26 conséquente du volume du dépôt. Ce mécanisme semble tout à fait déterminant à la Grotte XVI (Karkanas et al., 2002) ; il génère une perte brute d’information en compromettant la lisibilité des structures de combustion, mais participe peut-être aussi de la dégradation des charbons de bois qui ne sont présent dans ce site qu’à l’échelle microscopique. Il semble en effet que la présence de phosphates puisse entrainer une altération diagénétique des charbons eux-mêmes (Cohen-Ofri et al., 2006 ; Rebollo et al., 2008). Ce matériau, longtemps considéré comme chimiquement stable, semble être sensible à l’oxydation, laquelle génère des modifications structurelles (réduction de la phase graphitique et augmentation de la phase amorphe par auto-humification) notamment dépendantes de l’environnement de dépôt (Ascough et al., 2011b). Ces modifications structurelles (cf. chapitre I. § II.3) ont parfois été envisagées comme facteur de conservation différentielle des charbons de bois en lien avec la variabilité intra-site du pH des sédiments. Elles concernent toutefois l’échelle atomique du matériau et il n’est pas démontré qu’elles puissent conduire seules à une réelle dégradation des charbons à l’échelle macroscopique.
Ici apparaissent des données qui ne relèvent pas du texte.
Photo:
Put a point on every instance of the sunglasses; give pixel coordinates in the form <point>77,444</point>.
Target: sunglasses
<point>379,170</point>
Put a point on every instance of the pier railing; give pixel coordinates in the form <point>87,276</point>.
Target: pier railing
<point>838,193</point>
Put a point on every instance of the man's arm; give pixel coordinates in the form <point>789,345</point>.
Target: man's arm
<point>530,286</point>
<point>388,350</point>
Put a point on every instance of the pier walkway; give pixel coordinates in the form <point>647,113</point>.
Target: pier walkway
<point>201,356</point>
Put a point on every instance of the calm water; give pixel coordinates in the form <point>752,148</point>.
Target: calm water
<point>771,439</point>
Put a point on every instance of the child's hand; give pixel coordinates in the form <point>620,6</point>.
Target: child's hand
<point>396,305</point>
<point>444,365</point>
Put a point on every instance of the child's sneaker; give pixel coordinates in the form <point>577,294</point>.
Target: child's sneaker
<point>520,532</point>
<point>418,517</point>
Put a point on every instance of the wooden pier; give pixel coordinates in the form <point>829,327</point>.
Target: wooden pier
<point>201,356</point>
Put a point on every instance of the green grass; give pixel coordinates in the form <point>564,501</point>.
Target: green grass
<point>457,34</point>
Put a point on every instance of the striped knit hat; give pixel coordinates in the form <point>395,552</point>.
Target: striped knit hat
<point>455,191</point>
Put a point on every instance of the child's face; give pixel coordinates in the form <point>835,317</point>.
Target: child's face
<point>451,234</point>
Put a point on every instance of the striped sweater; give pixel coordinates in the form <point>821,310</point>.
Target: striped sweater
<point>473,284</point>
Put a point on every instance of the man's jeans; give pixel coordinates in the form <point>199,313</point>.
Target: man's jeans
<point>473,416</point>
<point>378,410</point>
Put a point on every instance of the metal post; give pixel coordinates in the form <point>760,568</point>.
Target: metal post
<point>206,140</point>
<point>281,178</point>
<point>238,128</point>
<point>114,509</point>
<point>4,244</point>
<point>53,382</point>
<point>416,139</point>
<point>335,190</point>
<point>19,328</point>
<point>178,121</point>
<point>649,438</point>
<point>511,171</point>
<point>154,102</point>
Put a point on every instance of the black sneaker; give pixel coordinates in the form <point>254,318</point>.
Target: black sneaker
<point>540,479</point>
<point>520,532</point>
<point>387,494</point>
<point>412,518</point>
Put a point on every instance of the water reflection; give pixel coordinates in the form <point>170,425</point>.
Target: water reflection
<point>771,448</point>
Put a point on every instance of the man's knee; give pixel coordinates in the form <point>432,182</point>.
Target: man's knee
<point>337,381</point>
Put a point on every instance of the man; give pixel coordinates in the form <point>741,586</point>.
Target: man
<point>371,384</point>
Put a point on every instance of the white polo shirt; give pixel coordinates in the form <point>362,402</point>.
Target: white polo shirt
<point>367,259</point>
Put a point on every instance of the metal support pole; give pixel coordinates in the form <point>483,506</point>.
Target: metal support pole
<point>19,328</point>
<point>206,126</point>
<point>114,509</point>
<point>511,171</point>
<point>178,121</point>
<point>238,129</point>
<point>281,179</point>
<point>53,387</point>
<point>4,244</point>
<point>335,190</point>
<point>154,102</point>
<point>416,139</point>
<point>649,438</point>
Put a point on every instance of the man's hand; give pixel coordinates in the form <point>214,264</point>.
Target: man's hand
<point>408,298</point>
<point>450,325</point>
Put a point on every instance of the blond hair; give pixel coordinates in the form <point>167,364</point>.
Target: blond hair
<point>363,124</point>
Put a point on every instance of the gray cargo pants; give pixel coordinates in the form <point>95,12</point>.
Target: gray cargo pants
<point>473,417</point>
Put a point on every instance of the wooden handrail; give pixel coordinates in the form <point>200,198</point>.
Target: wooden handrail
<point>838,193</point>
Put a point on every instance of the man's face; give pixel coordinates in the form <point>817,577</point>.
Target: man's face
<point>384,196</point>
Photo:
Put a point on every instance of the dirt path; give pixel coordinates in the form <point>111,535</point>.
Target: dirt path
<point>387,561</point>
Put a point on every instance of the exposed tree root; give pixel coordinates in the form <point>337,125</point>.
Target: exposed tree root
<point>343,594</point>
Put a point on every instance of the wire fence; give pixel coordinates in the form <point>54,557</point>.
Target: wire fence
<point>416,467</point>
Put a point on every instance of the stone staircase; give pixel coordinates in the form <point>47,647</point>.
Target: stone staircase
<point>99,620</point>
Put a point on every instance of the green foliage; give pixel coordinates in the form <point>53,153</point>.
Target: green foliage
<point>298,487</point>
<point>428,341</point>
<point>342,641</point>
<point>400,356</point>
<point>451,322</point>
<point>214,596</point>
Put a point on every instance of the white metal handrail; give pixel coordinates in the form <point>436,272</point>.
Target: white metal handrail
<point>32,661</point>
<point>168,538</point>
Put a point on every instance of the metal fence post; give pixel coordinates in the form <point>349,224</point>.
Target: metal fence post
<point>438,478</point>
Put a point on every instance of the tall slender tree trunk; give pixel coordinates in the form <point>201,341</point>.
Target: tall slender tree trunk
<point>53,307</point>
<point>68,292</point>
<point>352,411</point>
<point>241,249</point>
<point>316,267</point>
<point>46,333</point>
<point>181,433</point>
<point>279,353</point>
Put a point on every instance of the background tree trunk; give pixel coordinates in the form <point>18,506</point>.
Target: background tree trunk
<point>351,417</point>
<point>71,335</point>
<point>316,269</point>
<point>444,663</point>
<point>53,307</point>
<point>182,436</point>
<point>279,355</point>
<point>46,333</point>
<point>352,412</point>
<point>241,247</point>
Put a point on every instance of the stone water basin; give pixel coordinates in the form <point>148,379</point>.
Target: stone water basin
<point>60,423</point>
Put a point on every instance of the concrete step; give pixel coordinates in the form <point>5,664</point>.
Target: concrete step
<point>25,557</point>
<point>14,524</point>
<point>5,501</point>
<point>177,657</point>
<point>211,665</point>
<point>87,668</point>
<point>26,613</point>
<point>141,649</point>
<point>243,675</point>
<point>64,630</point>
En revanche, elles doivent pouvoir participer de la fragilisation du matériau et probablement favoriser l’impact des processus mécaniques. Ceux-ci apparaissent comme les premiers responsables de la dégradation des charbons de bois, probablement par hyper-fragmentation, mais leurs effets n’ont été que très peu étudiés. Il est donc difficile a priori d’identifier les processus qui ont une incidence telle qu’ils entraînent la disparition du matériel. On peut cependant supposer que les phénomènes induisant de fortes pressions et/ou des mécanismes d’usure comme les processus cryogéniques, les alternances d’imbibition-dessiccation et de retrait-gonflement du sédiment, ou le piétinement lorsque les résidus sont encore à la surface du sol, soient de nature à grandement altérer le dépôt. De même, les charbons de bois pourraient être sensibles à la précipitation des sels minéraux sous leur forme cristallisée ; c’est une des raisons invoquée pour expliquer l’extrême pauvreté des charbons de bois dans les sédiments calcaires du Néolithique ancien de Pınarbaşı en Turquie (Asouti et Austin, 2005). Ainsi que l’admet le Dr. Helbaek cité par Perlès (1977, p. 10) : « il est possible que la formation de ces

cristaux [notamment dans les dépôts de brèche] puisse agir comme désintégrateur ». Nous

avons toutefois pu constater la présence de charbon (certes peu abondant) dans des niveaux de brèche, notamment au Grand Abri aux Puces dans le Vaucluse (dir. L. Slimak).

27 À l’évidence, de nombreux phénomènes, dont il faut envisager les effets simultanés, peuvent altérer secondairement le dépôt.